BAB 34 - Anger
Hello.. ada yg nunggu Kenneth sama Kara?
Kenapa update maju? Aku takut sabtu nggak sempet up karena harus ngurusin revisian skripsi 😂😂
Untuk yang mau ikut PO 2 NADW silahkan add line aku id : indahmuladiatin
Follow ig @indahmuladiatin
Happy reading guys! Hope you like this chapter 😘😘😍
🍬🍬🍬
Caramel menunggu dengan gelisah. Dia menggigit jempolnya sambil berjalan bolak-balik sampai kadang tersandung kursi tunggu. Rafan dan Bara sudah lelah menyuruhnya duduk. Biar saja, nanti kalau capek juga dia duduk.
Arkan masuk ke UGD rumah sakit dekat rumah. Sampai sekarang mereka belum mendapatkan kabar. Di UGD para tim medis berlalu lalang dari satu pasien ke pasien yang lainnya. Jadilah Caramel menunggu di luar daripada mengganggu pekerjaan dokter.
Rafan bangkit dari kursi. "Kamu di sini, biar Abang tanya ke dokter di dalam."
Caramel menganggukan kepala masih dengan wajah cemas. Dia duduk di samping Bara. "Bang Arkan kenapa yaa?"
Bara menghela nafas dan menepuk-nepuk bahu Caramel. "Tenang, dia pasti cuma capek."
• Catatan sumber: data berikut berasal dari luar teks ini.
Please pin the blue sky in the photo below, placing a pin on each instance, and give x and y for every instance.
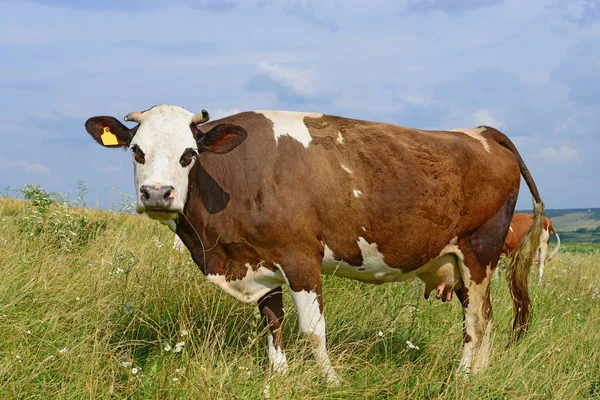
(530, 68)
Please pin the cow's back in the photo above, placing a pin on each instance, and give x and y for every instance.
(409, 191)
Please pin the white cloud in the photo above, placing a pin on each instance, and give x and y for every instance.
(24, 166)
(483, 117)
(111, 169)
(563, 154)
(299, 81)
(222, 113)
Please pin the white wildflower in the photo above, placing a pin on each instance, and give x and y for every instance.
(179, 346)
(410, 345)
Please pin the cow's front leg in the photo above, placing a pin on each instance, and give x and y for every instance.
(309, 304)
(271, 311)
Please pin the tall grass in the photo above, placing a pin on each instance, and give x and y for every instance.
(114, 313)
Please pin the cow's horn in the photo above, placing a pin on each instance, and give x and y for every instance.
(201, 118)
(133, 116)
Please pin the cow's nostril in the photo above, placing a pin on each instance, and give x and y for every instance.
(144, 193)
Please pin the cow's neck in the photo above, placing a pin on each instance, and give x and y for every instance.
(197, 226)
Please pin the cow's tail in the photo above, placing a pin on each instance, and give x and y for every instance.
(517, 270)
(556, 248)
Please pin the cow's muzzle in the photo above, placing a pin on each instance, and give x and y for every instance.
(157, 197)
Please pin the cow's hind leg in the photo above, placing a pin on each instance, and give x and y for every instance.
(477, 257)
(474, 296)
(271, 311)
(311, 323)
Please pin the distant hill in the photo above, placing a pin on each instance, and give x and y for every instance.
(581, 225)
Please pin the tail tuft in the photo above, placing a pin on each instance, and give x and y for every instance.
(517, 273)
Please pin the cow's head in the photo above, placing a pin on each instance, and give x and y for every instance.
(165, 144)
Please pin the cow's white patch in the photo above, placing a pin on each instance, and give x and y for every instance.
(177, 243)
(476, 352)
(312, 324)
(475, 133)
(276, 356)
(163, 135)
(251, 287)
(374, 269)
(291, 123)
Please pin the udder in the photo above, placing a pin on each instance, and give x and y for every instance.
(443, 275)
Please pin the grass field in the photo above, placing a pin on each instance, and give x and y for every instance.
(95, 304)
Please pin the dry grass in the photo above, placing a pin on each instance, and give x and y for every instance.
(75, 320)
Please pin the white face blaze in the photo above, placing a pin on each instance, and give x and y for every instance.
(291, 123)
(163, 136)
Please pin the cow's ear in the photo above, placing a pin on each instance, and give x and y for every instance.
(108, 131)
(222, 138)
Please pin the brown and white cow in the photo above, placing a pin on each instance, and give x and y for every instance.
(520, 224)
(265, 199)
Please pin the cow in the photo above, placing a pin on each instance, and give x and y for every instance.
(266, 199)
(519, 226)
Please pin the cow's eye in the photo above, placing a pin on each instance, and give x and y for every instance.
(138, 154)
(187, 157)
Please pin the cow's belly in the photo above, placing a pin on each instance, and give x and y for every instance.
(373, 270)
(440, 272)
(257, 283)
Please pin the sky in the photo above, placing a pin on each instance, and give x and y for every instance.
(529, 68)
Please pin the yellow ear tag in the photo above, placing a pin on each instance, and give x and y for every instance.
(109, 138)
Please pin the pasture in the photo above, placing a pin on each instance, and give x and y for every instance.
(95, 304)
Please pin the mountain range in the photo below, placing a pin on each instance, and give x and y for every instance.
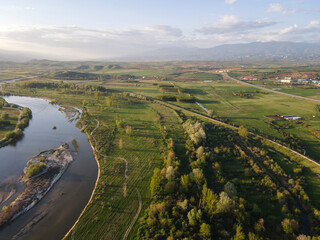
(226, 52)
(234, 52)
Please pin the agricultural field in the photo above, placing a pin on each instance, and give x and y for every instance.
(8, 119)
(168, 170)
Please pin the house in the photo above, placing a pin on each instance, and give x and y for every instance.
(286, 81)
(304, 80)
(291, 117)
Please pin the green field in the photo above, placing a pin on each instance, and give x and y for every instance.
(272, 183)
(12, 117)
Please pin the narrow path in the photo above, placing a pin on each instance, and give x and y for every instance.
(173, 106)
(19, 119)
(135, 217)
(139, 200)
(94, 147)
(235, 128)
(126, 169)
(270, 90)
(95, 186)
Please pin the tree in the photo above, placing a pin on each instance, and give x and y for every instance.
(185, 182)
(209, 200)
(253, 236)
(239, 234)
(289, 226)
(155, 185)
(303, 237)
(205, 231)
(194, 216)
(230, 189)
(170, 173)
(128, 130)
(120, 143)
(4, 115)
(225, 203)
(108, 101)
(243, 132)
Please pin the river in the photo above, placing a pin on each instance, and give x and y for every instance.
(70, 194)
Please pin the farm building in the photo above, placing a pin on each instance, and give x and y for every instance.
(290, 117)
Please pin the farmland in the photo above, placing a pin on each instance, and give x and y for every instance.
(165, 171)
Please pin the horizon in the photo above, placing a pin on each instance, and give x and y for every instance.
(81, 30)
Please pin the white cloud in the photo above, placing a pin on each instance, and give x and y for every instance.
(233, 24)
(229, 1)
(72, 42)
(278, 8)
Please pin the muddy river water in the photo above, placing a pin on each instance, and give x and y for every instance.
(61, 207)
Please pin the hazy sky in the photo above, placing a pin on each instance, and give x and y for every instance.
(77, 29)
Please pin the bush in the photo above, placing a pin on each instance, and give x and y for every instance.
(35, 169)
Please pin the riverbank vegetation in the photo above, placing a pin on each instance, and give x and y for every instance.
(13, 120)
(197, 180)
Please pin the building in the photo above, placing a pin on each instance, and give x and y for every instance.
(286, 81)
(291, 117)
(306, 80)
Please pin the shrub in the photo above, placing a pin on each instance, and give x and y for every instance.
(35, 169)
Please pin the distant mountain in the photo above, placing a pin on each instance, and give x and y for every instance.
(226, 52)
(245, 51)
(11, 56)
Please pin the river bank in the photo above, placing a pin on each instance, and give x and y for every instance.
(51, 165)
(65, 201)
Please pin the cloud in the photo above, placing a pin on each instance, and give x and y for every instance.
(229, 1)
(278, 8)
(72, 42)
(233, 24)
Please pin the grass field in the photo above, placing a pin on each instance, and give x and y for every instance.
(13, 115)
(115, 202)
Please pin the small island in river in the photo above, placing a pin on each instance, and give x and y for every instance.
(39, 175)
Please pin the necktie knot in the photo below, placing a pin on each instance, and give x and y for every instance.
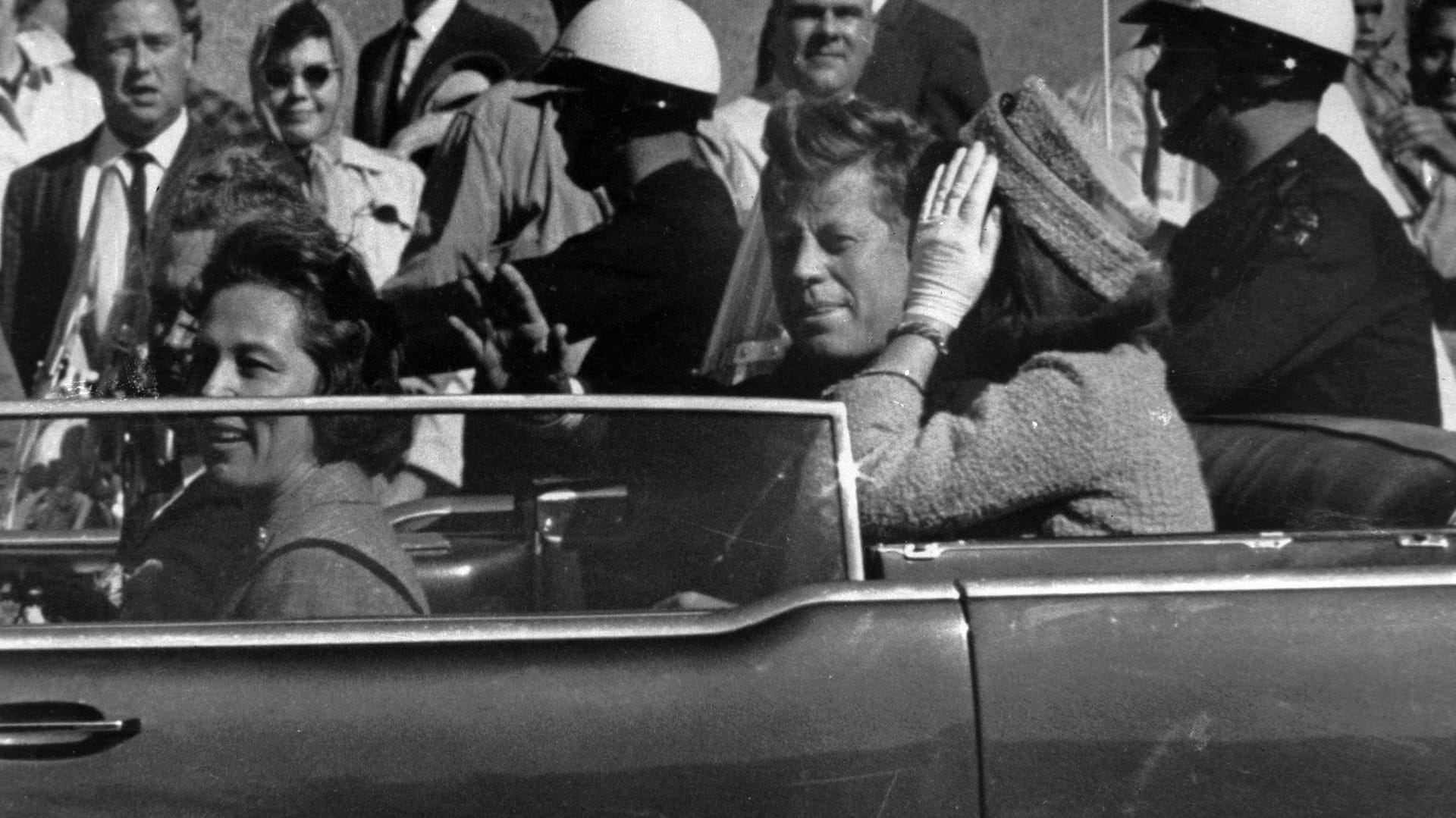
(137, 191)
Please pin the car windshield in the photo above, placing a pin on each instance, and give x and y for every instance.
(563, 504)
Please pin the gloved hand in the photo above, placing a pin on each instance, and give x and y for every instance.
(956, 239)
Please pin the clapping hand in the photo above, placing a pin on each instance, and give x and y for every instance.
(514, 346)
(1421, 133)
(956, 239)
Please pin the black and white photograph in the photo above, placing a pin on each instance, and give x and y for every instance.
(728, 408)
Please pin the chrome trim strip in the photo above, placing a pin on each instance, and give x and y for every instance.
(1321, 580)
(452, 403)
(431, 631)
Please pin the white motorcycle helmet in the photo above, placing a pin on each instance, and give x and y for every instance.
(1264, 50)
(1324, 24)
(647, 54)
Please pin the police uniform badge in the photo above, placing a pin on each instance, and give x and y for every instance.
(1296, 226)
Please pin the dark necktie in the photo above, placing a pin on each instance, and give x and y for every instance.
(137, 194)
(392, 112)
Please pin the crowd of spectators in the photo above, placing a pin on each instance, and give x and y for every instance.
(1015, 316)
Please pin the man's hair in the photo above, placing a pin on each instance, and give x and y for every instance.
(299, 22)
(85, 14)
(808, 142)
(348, 332)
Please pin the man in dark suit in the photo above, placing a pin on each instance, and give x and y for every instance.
(140, 54)
(924, 61)
(400, 69)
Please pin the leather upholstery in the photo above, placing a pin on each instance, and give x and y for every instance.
(1321, 473)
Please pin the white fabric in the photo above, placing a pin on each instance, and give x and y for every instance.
(107, 251)
(1340, 120)
(1445, 381)
(427, 28)
(108, 150)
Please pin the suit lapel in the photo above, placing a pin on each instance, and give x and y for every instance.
(69, 196)
(449, 41)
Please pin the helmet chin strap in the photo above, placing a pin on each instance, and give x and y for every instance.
(1178, 134)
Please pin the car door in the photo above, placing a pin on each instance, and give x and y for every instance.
(814, 693)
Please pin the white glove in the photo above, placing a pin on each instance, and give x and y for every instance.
(956, 239)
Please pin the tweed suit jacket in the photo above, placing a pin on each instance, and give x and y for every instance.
(469, 39)
(39, 237)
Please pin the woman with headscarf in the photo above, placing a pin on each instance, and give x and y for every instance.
(302, 71)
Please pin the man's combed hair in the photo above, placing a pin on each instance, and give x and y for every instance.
(85, 14)
(811, 140)
(348, 332)
(299, 22)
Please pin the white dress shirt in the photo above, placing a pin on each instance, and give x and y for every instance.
(109, 150)
(427, 28)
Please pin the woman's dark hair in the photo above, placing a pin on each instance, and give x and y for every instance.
(811, 140)
(348, 332)
(299, 22)
(239, 181)
(1031, 303)
(1034, 305)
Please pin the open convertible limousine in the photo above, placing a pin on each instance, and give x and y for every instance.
(674, 616)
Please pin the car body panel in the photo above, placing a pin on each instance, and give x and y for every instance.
(817, 705)
(1298, 693)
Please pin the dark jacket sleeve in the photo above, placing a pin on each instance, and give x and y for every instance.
(1285, 306)
(19, 193)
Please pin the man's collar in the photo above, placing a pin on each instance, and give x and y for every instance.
(164, 149)
(433, 19)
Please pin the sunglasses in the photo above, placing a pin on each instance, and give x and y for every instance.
(315, 74)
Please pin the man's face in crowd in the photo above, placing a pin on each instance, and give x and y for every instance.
(840, 271)
(1184, 76)
(1369, 25)
(585, 156)
(1433, 50)
(821, 45)
(140, 58)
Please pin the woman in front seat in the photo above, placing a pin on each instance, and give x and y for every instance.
(287, 310)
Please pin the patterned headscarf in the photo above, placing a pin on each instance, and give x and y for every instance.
(1087, 207)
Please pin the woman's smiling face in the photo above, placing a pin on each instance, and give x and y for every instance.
(249, 345)
(303, 109)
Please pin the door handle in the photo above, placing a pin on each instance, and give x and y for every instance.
(58, 729)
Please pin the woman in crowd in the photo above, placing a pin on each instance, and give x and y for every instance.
(302, 71)
(1046, 412)
(284, 310)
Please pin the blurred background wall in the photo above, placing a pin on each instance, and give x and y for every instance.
(1060, 39)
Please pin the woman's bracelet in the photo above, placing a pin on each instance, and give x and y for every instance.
(902, 375)
(922, 329)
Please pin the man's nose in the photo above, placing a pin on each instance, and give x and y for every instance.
(835, 24)
(808, 262)
(220, 383)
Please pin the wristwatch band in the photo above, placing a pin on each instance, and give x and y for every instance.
(924, 329)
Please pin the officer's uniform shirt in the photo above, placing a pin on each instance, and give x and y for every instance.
(1298, 291)
(647, 283)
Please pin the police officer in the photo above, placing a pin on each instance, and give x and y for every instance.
(1294, 290)
(647, 283)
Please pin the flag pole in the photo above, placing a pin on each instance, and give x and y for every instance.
(1107, 73)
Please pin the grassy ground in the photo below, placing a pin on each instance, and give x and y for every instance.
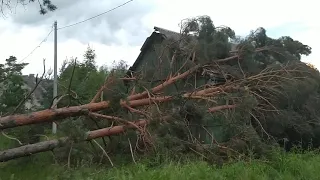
(282, 166)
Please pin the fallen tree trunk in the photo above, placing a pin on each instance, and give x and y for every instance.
(30, 149)
(49, 115)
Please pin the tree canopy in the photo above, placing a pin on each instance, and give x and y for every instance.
(45, 6)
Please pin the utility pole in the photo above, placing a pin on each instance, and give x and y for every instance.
(55, 75)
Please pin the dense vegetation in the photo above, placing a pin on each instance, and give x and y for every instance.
(272, 101)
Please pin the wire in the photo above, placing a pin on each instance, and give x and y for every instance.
(95, 16)
(44, 40)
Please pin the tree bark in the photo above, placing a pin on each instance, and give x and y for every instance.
(49, 115)
(30, 149)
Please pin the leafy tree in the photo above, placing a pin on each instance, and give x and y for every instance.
(44, 5)
(11, 91)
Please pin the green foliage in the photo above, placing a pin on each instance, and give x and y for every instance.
(280, 166)
(12, 91)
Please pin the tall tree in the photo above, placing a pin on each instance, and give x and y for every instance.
(44, 5)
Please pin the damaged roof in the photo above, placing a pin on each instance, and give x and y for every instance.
(163, 33)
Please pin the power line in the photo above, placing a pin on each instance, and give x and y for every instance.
(95, 16)
(44, 40)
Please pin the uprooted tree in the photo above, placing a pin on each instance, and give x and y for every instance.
(267, 97)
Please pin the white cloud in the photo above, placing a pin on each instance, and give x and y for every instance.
(242, 16)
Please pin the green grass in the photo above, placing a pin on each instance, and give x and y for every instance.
(282, 166)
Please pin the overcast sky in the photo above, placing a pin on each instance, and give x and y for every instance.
(118, 35)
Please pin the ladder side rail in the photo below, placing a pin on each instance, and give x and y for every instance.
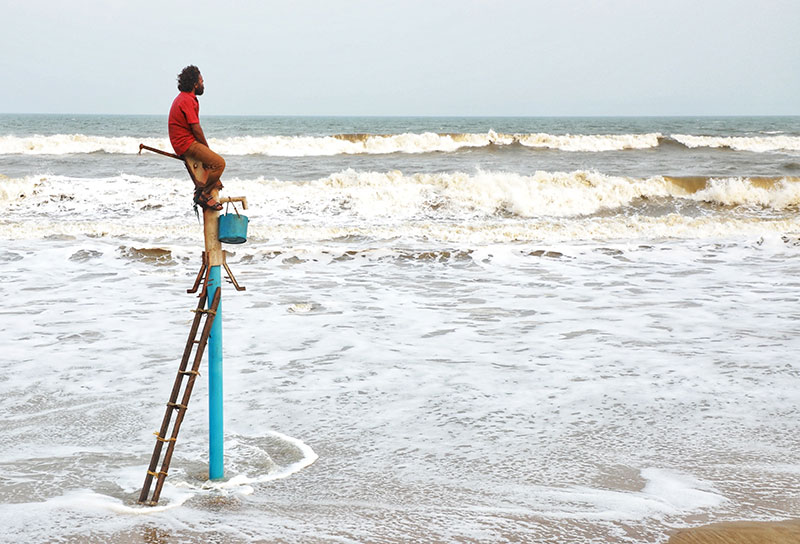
(187, 393)
(173, 397)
"Ck iya bener capek," jawab Caramel sambil memandang sinis Bara. "Gara-gara Kak Gita yang nggak mau bukain pintu buat Bang Arkan."
"Lo nyalahin Gita?" tanya Bara.
"Terus gue harus nyalahin siapa?" tanya Caramel dengan sengit. Dia jadi emosi sekarang. "Lo nggak mau dia disalahin soalnya lo nganggep dia saudara kan? gue juga gitu, gue nggak suka sikap Kak Gita ke Bang Arkan soalnya Bang Arkan saudara gue! Kandung! Bukan nganggep doang."
Caramel langsung pergi menyusul Rafan, masih dengan wajah memerah kesal. Kalau bukan karena Gita, terus ini salah siapa. Jelas-jelas Arkan selalu pulang malam untuk menemani Gita. Tanpa hasil pula, Arkan cuma bisa menunggu di luar padahal sudah jauh-jauh datang.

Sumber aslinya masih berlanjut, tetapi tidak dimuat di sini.